The kinetic theory of gases forms the basis for understanding gas behavior at a molecular level. This theory assumes that gas molecules are in constant, random motion, colliding with each other and the walls of their container.
This movement explains macroscopic properties like pressure and temperature. Particularly, the root mean square velocity (v_rms) is used to describe the average speed of gas molecules.

• The formula is v_rms = \( \sqrt{\frac{3kT}{m}} \), where k is the Boltzmann constant, T the temperature in Kelvin, and m the molecular mass in kilograms.

This helps predict how changes in conditions like temperature affect gas velocity.

Temperature Effect on Gases

Temperature plays a crucial role in determining the behavior of gases. As temperature increases, gas molecules move faster. This can be quantified using the root mean square velocity.
Consider the example:

• At 273 K, the v _ rms of CH _4 is 606.62 m/s, and for N _2 it's 455.57 m/s.
• Increasing the temperature to 546 K raises the velocity to 858.80 m/s for CH _4 and 644.60 m/s for N _2 .

Thus, higher temperatures result in greater molecular speeds, influencing how gases expand and how pressure builds in a confined space.

Gas Molecules

Gas molecules like CH _4 and N _2 exhibit specific behaviors under different conditions. These molecules constantly collide, and these collisions depend on the molecular size and velocity.
Gas molecules' movement and speed can be understood through the root mean square velocity, which indicates how fast molecules move on average.
When dealing with energy and reaction rates, knowing the velocity helps predict how molecules interact.
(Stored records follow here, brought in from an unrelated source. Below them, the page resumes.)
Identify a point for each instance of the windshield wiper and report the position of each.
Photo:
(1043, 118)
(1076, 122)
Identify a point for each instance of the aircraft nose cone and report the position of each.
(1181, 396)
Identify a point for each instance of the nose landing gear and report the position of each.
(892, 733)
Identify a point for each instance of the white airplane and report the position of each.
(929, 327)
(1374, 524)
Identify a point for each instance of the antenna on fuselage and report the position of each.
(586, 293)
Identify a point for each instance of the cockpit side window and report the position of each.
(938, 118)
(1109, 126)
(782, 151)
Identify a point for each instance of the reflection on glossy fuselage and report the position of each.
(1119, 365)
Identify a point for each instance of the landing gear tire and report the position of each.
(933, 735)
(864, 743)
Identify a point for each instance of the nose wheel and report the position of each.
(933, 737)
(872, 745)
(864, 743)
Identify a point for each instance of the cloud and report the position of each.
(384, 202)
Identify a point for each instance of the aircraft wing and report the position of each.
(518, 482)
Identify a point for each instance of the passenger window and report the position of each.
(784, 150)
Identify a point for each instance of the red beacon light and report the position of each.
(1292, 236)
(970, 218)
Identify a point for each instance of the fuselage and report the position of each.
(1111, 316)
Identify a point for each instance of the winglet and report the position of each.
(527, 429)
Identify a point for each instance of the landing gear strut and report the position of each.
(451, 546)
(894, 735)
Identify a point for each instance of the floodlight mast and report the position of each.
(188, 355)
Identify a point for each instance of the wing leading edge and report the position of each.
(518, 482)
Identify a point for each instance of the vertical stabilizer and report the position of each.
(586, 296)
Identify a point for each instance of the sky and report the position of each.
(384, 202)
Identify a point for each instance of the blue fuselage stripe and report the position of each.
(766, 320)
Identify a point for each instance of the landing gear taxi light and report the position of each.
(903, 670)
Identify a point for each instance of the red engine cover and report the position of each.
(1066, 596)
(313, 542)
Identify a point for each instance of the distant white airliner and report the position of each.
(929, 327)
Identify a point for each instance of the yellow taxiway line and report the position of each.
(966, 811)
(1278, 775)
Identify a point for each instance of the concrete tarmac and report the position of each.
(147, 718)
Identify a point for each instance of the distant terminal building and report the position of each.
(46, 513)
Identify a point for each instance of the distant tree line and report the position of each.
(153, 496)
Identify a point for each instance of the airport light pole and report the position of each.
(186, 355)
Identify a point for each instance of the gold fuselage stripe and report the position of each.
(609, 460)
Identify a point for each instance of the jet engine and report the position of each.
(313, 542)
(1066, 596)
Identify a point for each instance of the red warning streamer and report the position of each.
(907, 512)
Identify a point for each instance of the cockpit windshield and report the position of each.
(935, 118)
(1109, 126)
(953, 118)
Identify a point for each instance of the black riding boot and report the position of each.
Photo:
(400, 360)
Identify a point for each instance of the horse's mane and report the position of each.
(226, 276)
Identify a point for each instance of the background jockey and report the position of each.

This underlines why temperature, pressure, and volume need careful control in chemical reactions and industrial processes involving gases.

Atomic Mass Unit

The atomic mass unit (amu) is a standard unit for measuring the mass of atoms and molecules. Understanding this unit is essential for calculating other properties like molecular mass.
One amu is defined as \(1.66 \times 10^{-27} \mathrm{kg}\), a conversion crucial for finding molecular masses in kilograms.
For example, using this conversion, the molecular mass of CH_4 becomes \(2.66 \times 10^{-26} \mathrm{kg}\), and N_2 becomes \(4.65 \times 10^{-26} \mathrm{kg}\).
This step is vital in computing root mean square velocities, which rely on accurate mass measurements to predict molecular behavior accurately.